One such list might already be in use. A report on Monday revealed an unsecured database maintained by Indian social media marketing firm Chtrbox leaked personal contact information tied to millions of Instagram influencer accounts, including users not affiliated with the company. An ensuing investigation found the database included 49 million records, a figure that continued to grow until the list was pulled from Amazon Web Services later that day.
Chtrbox in a statement said the information it gathered was not private, nor was it sourced unethically, according to Wednesday's report. Instagram's terms of use prohibit profile scraping, though Chtrbox has failed to detail how it obtained data not easily available to general users.
Instagram is investigating both Stier's report and the Chtrbox database.

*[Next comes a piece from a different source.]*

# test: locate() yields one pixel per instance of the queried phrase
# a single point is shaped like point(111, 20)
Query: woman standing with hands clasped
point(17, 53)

"We're looking into the issue to understand if the data described - including email and phone numbers - was from Instagram or from other sources," Instagram owner Facebook said in a statement on Monday. "We're also inquiring with Chtrbox to understand where this data came from and how it became publicly available."
A year prior to the source code snafu, Instagram was embroiled in a similar privacy kerfuffle when hackers exploited a bug in the service's developer API to glean phone numbers and email addresses attached to high-profile accounts.
Comments
I don't even use Instagram. I have long 20 digit random computer generated passwords for most things, different for each site. This requires a Password Manager. Turn on 2-Factor for as many sites as I can. Apple is very important for one, had someone trying to gain access into my account from China!!! Thank Goodness for 2 factor being ON!!! Then I changed my Apple password to a long random one also so it doesn't happen again. I have it on even for Amazon, though Amazon is annoying and the worst!!!
So long random passwords, use 2 factor everywhere, and give out as little info as possible. Really, stay away from Facebook if you can. I do end up missing things because I don't really use Facebook. If someone doesn't call me, I won't know about it. Still not worth using Facebook. Most all of this Social Media crap,..No thanks.
We don’t want to regulate anything, so... when exactly is laissez-faire capitalism going to fix this? The computer/tech industry is an embarrassment to any rationally-minded human being. Good thing for the industry that they’ve gotten geeks everywhere to inculcate “lusers” and “newbies” into believing that this is all normal.
I sure hope we see the rise of some good alternate social media platforms soon.
Agreed. They need to be hit with something substantial. So long as the negative consequences and any actual fines are pocket-change in comparison to the money they are rolling in, they'll just keep on keeping on. (And, great point about laissez-faire capitalism... it was never intended to be like that. The foundations where connected to a realistic understanding of human nature, but modern economics has become more a flawed-science than a social-science.)